Borovalı’nın ifadesi ile “günümüz dünyasında, halkların elde ettiği refahın dış etkenlere önemli ölçüde bağlı olduğu yadsınamaz bir gerçektir”. (Borovalı, 2003:241) Gerçekten de gelişmiş ülkelerin uluslararası ekonomik sistem içindeki konumları, küreselleşmenin aktörleri olan dev korporasyonlar ve az gelişmiş ülkelerin bu sisteme eklemlenme şekilleri, yoksul toplumların kendilerini etkileyen ekonomik kararlarda ne derece söz sahibi oldukları konusunda ciddi soru işaretleri yaratmaktadır. Öte yandan Pogge’un belirttiği gibi, gelişmiş ülkelerin ve uluslararası sistemin, kimi zaman az gelişmiş ülkelerdeki siyasal bozuklukları destekledikleri ya

da en azından bunların ortadan kalkmasını kolaylaştırmadıkları da dikkate alınması gereken bir gerçektir. (Pogge, 1994a:214) Dolayısıyla Rawls’un iddia ettiği gibi ülkelerin siyasal kültürü ve yapısı ile az gelişmişlik arasında kurulan ilişki sonucunda, toplumların yoksul olmasının nedeninin tamamen içsel olduğunu söylemek mümkün değildir. Sonuç olarak bu konuda savunulmaya değer olan görüş kanımca, iç ve dış etkenleri bir arada hesaba katan bir yaklaşım olmalıdır.

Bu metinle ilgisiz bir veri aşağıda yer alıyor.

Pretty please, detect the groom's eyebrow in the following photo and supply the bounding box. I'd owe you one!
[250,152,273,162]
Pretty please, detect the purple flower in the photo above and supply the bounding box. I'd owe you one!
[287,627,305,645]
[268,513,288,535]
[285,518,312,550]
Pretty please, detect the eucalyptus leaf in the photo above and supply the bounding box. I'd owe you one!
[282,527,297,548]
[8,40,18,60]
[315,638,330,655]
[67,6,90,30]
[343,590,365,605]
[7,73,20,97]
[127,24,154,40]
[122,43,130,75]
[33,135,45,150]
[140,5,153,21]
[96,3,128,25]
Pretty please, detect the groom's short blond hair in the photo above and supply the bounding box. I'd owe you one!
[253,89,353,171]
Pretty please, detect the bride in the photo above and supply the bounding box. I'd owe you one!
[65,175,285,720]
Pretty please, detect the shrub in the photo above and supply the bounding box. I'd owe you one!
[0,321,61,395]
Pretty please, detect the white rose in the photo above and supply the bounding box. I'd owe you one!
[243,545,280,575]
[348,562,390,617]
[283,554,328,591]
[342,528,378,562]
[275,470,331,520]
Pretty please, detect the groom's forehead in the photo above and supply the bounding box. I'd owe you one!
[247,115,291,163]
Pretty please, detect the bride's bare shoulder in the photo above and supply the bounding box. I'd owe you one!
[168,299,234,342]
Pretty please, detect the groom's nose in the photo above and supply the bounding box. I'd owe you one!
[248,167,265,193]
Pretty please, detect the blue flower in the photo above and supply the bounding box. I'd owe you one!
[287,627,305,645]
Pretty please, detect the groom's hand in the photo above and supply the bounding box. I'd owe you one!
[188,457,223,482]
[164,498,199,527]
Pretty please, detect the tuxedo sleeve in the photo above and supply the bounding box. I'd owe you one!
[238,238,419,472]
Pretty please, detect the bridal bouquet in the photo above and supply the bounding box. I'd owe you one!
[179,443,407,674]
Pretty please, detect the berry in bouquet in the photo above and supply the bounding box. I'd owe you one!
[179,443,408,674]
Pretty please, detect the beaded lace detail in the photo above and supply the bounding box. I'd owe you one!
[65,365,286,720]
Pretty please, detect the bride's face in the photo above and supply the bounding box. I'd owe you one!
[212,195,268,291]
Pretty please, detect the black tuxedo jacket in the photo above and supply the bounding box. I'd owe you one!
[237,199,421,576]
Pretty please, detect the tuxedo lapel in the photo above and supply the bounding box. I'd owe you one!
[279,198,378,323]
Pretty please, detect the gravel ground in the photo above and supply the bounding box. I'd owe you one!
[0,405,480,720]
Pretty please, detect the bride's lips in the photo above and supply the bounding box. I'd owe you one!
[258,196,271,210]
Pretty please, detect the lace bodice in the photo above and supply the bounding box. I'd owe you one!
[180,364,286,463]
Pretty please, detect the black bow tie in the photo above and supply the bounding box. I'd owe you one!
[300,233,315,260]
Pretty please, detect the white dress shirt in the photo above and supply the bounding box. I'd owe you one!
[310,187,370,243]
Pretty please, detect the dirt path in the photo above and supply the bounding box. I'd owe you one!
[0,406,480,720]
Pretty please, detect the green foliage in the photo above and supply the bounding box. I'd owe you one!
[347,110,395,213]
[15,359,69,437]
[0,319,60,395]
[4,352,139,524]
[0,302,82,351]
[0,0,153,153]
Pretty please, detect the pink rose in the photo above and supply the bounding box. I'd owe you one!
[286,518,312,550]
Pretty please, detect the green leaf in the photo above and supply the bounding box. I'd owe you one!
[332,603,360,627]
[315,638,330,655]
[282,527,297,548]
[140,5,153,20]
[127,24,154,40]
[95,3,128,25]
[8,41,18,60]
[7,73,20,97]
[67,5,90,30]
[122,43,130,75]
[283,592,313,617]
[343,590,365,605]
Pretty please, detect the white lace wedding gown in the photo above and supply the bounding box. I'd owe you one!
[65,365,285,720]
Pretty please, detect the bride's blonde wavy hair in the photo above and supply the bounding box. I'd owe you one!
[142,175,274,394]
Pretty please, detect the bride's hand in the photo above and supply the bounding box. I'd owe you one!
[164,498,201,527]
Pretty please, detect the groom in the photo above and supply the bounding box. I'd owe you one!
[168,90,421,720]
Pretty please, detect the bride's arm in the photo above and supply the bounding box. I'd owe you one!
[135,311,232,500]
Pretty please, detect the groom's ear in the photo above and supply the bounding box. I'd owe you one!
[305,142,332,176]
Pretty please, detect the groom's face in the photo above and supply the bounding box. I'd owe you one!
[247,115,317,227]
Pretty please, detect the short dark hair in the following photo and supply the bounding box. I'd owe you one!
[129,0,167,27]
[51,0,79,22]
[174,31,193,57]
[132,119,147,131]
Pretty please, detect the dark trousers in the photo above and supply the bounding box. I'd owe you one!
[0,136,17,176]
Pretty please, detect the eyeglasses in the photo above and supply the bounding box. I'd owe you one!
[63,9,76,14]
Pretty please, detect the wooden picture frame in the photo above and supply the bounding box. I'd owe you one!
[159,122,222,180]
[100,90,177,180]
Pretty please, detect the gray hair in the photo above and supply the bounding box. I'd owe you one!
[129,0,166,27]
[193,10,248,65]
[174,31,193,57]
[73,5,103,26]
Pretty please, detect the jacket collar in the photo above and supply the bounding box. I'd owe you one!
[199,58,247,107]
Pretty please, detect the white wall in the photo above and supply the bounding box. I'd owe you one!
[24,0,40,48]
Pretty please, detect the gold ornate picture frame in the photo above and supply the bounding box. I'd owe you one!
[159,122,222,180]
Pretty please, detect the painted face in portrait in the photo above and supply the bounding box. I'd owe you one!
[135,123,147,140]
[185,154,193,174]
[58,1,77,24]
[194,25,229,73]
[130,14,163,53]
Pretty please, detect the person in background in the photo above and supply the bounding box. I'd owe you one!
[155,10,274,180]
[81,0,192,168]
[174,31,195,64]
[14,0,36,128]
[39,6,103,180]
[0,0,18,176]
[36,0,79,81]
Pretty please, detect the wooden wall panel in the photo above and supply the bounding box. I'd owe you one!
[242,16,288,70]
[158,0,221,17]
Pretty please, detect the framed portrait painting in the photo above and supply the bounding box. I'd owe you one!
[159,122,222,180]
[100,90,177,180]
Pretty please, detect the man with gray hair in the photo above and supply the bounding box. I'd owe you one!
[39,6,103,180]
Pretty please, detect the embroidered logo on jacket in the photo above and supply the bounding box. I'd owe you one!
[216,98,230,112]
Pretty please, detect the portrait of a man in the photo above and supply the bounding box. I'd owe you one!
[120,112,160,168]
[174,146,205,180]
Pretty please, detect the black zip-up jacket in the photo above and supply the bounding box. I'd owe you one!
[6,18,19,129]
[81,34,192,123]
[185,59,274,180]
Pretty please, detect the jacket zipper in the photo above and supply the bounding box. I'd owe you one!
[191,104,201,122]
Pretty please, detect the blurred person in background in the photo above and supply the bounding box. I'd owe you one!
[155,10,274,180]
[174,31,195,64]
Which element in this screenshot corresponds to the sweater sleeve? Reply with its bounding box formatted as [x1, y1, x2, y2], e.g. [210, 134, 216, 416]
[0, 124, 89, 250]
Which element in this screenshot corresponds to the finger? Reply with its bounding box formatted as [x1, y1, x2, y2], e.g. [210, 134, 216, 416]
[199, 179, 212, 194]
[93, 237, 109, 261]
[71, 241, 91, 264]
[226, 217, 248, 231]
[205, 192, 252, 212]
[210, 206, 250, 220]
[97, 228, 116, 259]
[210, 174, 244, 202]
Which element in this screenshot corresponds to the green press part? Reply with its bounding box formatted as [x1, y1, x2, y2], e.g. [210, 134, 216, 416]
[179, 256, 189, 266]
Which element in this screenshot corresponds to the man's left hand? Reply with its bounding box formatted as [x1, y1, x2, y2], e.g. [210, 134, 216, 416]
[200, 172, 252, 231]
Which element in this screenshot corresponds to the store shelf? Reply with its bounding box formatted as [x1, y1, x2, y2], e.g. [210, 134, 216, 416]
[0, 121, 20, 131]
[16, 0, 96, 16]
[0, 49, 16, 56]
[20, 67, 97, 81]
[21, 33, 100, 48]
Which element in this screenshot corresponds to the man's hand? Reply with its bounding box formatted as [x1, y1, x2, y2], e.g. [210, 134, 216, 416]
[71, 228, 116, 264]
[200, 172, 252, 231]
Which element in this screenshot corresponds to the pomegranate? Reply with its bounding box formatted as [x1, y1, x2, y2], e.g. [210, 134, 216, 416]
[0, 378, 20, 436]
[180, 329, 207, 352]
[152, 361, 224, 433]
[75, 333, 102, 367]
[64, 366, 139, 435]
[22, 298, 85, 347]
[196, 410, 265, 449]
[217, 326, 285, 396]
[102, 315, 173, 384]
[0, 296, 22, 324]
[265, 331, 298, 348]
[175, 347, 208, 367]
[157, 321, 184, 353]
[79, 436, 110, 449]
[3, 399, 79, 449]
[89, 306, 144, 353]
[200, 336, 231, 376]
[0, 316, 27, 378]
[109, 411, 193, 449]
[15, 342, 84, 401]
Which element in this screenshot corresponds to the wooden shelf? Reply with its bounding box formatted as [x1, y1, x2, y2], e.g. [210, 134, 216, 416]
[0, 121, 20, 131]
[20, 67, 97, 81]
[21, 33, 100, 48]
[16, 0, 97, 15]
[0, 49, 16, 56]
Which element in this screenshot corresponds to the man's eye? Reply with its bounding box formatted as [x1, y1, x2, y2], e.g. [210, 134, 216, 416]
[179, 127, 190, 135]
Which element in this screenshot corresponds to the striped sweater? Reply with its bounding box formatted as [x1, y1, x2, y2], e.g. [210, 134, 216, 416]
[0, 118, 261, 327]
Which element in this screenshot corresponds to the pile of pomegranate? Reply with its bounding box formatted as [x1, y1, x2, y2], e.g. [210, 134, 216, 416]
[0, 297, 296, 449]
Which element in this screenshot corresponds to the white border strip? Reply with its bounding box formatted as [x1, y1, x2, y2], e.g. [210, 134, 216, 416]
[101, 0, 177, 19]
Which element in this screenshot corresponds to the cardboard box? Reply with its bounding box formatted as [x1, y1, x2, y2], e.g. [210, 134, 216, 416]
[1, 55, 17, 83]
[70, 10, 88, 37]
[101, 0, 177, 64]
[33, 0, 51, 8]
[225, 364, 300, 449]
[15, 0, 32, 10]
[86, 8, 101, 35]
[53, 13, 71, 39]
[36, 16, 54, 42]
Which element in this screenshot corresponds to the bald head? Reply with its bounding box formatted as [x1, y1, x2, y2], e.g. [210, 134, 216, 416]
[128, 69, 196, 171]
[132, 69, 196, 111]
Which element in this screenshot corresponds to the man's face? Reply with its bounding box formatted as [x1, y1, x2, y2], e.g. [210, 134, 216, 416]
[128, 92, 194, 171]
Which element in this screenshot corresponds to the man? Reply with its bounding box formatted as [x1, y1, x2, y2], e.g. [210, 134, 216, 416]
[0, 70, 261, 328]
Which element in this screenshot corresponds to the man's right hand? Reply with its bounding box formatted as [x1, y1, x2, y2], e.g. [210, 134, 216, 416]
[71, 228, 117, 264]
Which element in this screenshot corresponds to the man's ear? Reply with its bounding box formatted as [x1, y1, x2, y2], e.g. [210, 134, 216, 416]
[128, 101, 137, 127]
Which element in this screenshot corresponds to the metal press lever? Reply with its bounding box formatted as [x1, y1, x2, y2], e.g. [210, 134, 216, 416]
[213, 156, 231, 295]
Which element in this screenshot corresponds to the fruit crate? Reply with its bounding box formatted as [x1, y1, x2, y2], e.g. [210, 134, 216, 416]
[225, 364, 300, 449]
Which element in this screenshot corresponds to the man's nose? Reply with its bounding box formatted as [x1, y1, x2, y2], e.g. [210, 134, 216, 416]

Yukarıda ifade edildiği gibi ülkelerin yoksul olmalarında dış etkenlerin rolü hesaba katıldığında, Rawls’un Halkların Yasasında belirttiği yardım etme yükümlülüğü ilkesinin sınırları ve kapsamı da önemli ölçüde genişletilebilecektir.

Toplumların refah düzeyi dış etkenlerden (diğer ülkelerin yaptıklarından) etkileniyorsa, yoksul ülkelerin uluslararası ekonomik adaletin gerçekleştirilmesi adına kapsamlı kaynak aktarımından faydalanması gerektiği savunulabilir.

Tüm bunlara karşılık Rawls, kozmopolit görüşün savunduğu küresel kaynak dağılımı ilkesinin rasyonel olmadığını göstermek için iki örnek vermektedir. (Rawls, 2003:128-129) Birinci örnekte eşit refah düzeyine ve eşit nüfus yoğunluğuna sahip iki toplum söz konusudur. Bir süre sonra bu toplumlardan biri endüstrileşmeye karar vererek reel tasarruf düzeyini artırmıştır. Diğer ülke ise mevcut refah düzeyini artırmak için herhangi bir şey yapmamıştır. Belirli bir süre sonra birinci ülke diğerinin iki katı zenginleşmiştir. Benzer şekilde ikinci örnekte de aynı refah düzeyine sahip ülkelerden biri planlı bir nüfus politikası benimserken, diğeri hızlı nüfus artışını önlemek için herhangi bir tedbir almamıştır. Burada da bir süre sonra birinci ülke diğerinin iki katı zenginleşmiştir ve kişilerin refahı artmıştır. Rawls,

kozmopolit yaklaşımın bu örneklerde sorumlu davranarak refahını artıran ülkeden diğer ülkeye kaynak aktarımı gerektirdiğini, ancak bunun sorumlu davranan ülke açısından adaletsizlik oluşturduğunu belirtmektedir. Rawls’a göre uluslararası adalet toplumların sorumlu tercihleri ile elde ettikleri olumlu ya da olumsuz sonuçların eşitlenmesini öngörmemelidir.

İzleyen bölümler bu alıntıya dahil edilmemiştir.